The 269th Section of the Code provides that “judgment may be had if the defendant fail to answer the complaint as follows: 1st. In any action arising on contract for the recovery of money only, the plaintiff may file with the Clerk proof of personal service of the summons and complaint on one or more of the defendants, or of the summons, according to the provisions of Section 153, and that no answer has been received. The Clerk shall thereupon enter judgment for the amount mentioned in the summons against the defendant or defendants, or against one or more of several defendants, in cases provided in Section 159.” The remaining subdivision of the Section it is not necessary to repeat here.
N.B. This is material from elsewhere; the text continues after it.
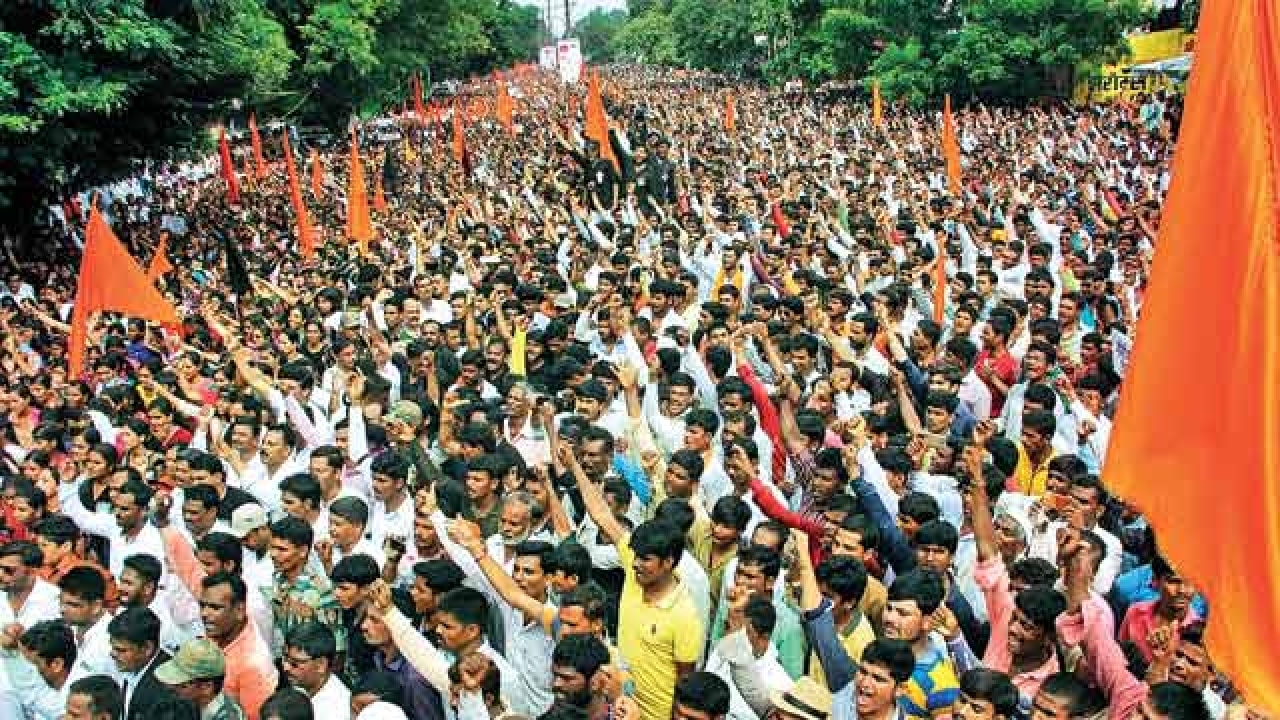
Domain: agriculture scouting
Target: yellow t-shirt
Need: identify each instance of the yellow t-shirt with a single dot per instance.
(653, 638)
(1031, 479)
While the New York cases in regard to the like provision of their Code agree that the said first subdivision above cited must be held to refer to an action arising under a contract for the payment of money, they are everything but harmonious as to the character of even such a contract to authorize a recovery in the mode designated, and more especially are they contradictory in relation to the nature of the debt which will sustain a recourse for judgment to the said modes. It may be safely said that the New York authorities agree that, to give jurisdiction under the said subdivision, the summons must refer only to a judgment to be taken on a liquidated demand. In Waite’s Practice, (Vol. 1, p. 479,) it is said: “That the second subdivision of Section 120 of the Code (which corresponds with our 269th Section) contains the proper notice in all actions for unliquidated damages on contracts, express or implied, has been repeatedly asserted in nearly every case before cited in this Section. The same rule is still further sanctioned in the cases of Garrison vs. Carr, 3 Abb., (N. S.,) 266; S. C., 34 How., 187; Saltus vs. Ralph, 15 Abb., 273; Johnson vs. Paul, 14 How., 454; S. C., 6 Abb., 335, note.”

Thus it would seem that in New York, in an action for money, where the defendant fails to appearand answer; a judgment could not be rendered by the Clerk if the amount sought to be recovered was not liquidated.

We must look, then, to the decisions of our State, and not to those of New York, to ascertain in what light a demand on an open account for goods sold and delivered is regarded, — whether it is *84considered as a sum conceded and admitted to be due or depending on proof through which the sum really due is to be established.

In South Carolina, an open account is recognized as no more than a claim for unliquidated damages.—Skirring vs. Executors of Bobo, 2 Bay., 233; Elliott Executors vs. Minott, McC., 79; Bishop vs. Ross, Rich. L., 22.

It is notan interest-bearing claim, because not specific and certain as to the amount due, and which, in the absence of some written admission by the party to be charged, remains unliquidated until converted into a specific sum by the verdict of a jury.

The summons here, too, shows that the sum which the defendant may really owe cannot be ascertained without a resort to extrinsic evidence.

If an open account is not entitled to interest, and the summons claims it from a certain day, it implies that some memorandum, note or admission has been made by the defendant acknowledging the sum and at what time due. This must necessarily be maintained by testimony outside of the summons and complaint. The amount, then, as set forth in the summons is not liquidated so far as it therefrom appears, and cannot be properly converted into a judgment under the subdivision of the Section of the Code already referred to.

It is ordered that the judgment be set aside, with leave to the defendant within thirty days from the filing of this opinion to answer or demur, with leave also 'to the plaintiff within the same time to amend their summons and complaint if they so desire.

Moses, C. J., and Willard, A. J., concurred.